About data lineage and Eureka Explorer
Introduction to Data Lineage
Data lineage refers to the comprehensive tracing of the lifecycle of data—from its origins, through various transformations, and eventually to the systems, processes, and applications utilizing that data. Organizations rely on data lineage for:
Ensuring data quality and accuracy
Assisting with compliance and auditing
Facilitating troubleshooting when issues arise
Supporting data governance and collaboration
Lineage in data.world
In data.world, lineage is captured through the platform’s catalog collectors. These collectors are capable of uniquely identifying each data resource, even when that resource is referenced by multiple data sources. This capability is enhanced by our Knowledge Graph Foundation, which stitches together information from each collector to create a robust representation of data lineage.
Eureka Explorer: Overview, features, and benefits
Eureka™ Explorer is a visual map of your data and relationships, powered by a knowledge graph. It visually represents your data catalog, providing a visual tool that combines powerful automated metadata lineage collection with an easy-to-use interface. This allows data teams to rapidly and visually browse the lineage relationships of data resources, answering root cause, impact, and compliance questions with just a few clicks.
Features
Aggregated Summary and Interactive Graph: Explorer lineage delivers a general preview of data flow and a fully interactive graph of technical lineage, including table, column, and query-level details. This makes it a comprehensive tool for understanding data connections, transformations, and dependencies.
Simplified Browsing: Allows the exploration of lineage relationships on a single screen, integrating the richness of the data catalog so teams do not need to spend extensive time searching for answers.
Automatic Collection for Enterprise Customers: Available to all Enterprise customers, with automated collection and display of lineage information when a supported collector is run. Refer to Supported sources for detailed information on sources with automated lineage collection.
Lineage Benefits
Building Trust in Data: Provides essential context, enabling business analysts and decision-makers to ensure the data's reliability. Users can examine upstream sources to verify data derivation, trustworthiness, and resolve issues such as broken dashboards or disrupted data flows.
Risk and Impact Analysis: Data producers and engineers are informed about data changes' impact on downstream users, aiding them in effective communication and troubleshooting.

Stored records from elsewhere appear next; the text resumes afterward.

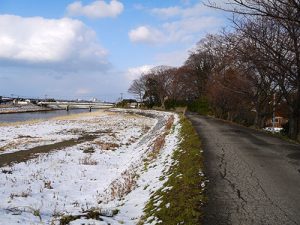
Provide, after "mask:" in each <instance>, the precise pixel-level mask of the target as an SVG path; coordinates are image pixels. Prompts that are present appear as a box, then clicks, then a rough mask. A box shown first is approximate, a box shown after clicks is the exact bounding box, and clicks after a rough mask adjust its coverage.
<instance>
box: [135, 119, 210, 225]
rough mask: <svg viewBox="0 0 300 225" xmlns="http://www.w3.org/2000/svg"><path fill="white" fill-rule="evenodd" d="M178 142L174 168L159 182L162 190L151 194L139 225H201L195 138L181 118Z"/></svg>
mask: <svg viewBox="0 0 300 225" xmlns="http://www.w3.org/2000/svg"><path fill="white" fill-rule="evenodd" d="M180 123H181V131H180V136H181V137H182V142H181V143H180V146H179V148H178V149H177V150H175V151H174V154H173V162H174V164H173V165H172V166H171V167H170V168H169V170H168V171H167V172H166V174H165V176H163V177H161V180H166V182H165V183H164V185H163V187H162V188H160V189H159V190H157V191H156V192H155V193H153V194H152V196H151V197H150V200H149V201H148V203H147V204H146V206H145V209H144V216H143V218H142V219H141V221H140V223H139V224H145V223H147V224H148V223H150V224H151V223H153V224H164V225H169V224H170V225H175V224H185V225H188V224H191V225H192V224H193V225H194V224H201V219H202V216H203V212H202V205H203V203H204V202H205V201H206V199H205V195H204V187H202V186H204V185H203V184H204V182H205V177H204V176H203V173H202V168H203V163H202V154H201V144H200V140H199V137H198V135H197V133H196V131H195V129H194V128H193V126H192V124H191V122H190V121H189V120H188V119H186V118H185V117H183V116H182V117H181V119H180Z"/></svg>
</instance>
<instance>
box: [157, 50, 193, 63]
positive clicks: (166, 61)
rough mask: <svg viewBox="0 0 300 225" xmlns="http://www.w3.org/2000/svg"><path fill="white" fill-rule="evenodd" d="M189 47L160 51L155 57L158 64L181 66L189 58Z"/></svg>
mask: <svg viewBox="0 0 300 225" xmlns="http://www.w3.org/2000/svg"><path fill="white" fill-rule="evenodd" d="M188 55H189V52H188V49H184V50H178V51H172V52H165V53H159V54H157V55H156V57H155V61H156V62H157V65H168V66H174V67H178V66H181V65H182V64H183V63H184V62H185V60H186V59H187V58H188Z"/></svg>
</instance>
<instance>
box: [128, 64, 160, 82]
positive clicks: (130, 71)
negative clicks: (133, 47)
mask: <svg viewBox="0 0 300 225" xmlns="http://www.w3.org/2000/svg"><path fill="white" fill-rule="evenodd" d="M153 67H154V66H153V65H143V66H138V67H133V68H129V69H128V72H127V74H126V78H127V79H128V80H130V81H132V80H134V79H137V78H139V77H140V76H141V75H142V74H144V73H148V72H149V71H150V70H151V69H152V68H153Z"/></svg>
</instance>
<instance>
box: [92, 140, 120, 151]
mask: <svg viewBox="0 0 300 225" xmlns="http://www.w3.org/2000/svg"><path fill="white" fill-rule="evenodd" d="M94 144H96V145H98V146H99V147H100V148H101V149H102V150H116V149H117V148H118V147H120V146H119V145H118V144H116V143H112V142H102V141H94Z"/></svg>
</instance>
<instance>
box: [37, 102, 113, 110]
mask: <svg viewBox="0 0 300 225" xmlns="http://www.w3.org/2000/svg"><path fill="white" fill-rule="evenodd" d="M37 104H38V105H39V106H44V107H48V108H52V109H65V110H67V111H69V110H70V109H89V110H90V111H91V110H92V109H108V108H112V107H113V106H114V104H112V103H105V102H71V101H70V102H46V101H43V102H39V103H37Z"/></svg>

Cross-System Lineage Relationships
Lineage relationships between two objects from different source systems are feasible if collectors for those sources harvest the lineage relationships. Exceptions occur when source metadata is lacking information or is insufficient to identify both resources unequivocally.
Eureka Explorer in data.world offers an intuitive, user-friendly, and visually appealing approach to tracking and exploring data lineage. It supports organizations in maintaining a clear and comprehensive understanding of data pathways across their data infrastructure, enhancing data governance and operational efficiency.
Access needed for viewing Explorer lineage
Users who have View access to the resource will be able to see the Explorer lineage on the Resource page and interact with it in fullscreen mode.
If there are resources in the lineage graph the user does not have permission to see, users will see an indication that there is upstream or downstream content that they are unable to see.
Customizing the Lineage pages
The system allows you to enhance the lineage pages to highlight key metadata about the resource. You can do this by adding custom fields to the sidebar of the pages. To learn everything about the out-of-the-box fields that are available in the sidebar and instructions on adding custom fields, please see this documentation.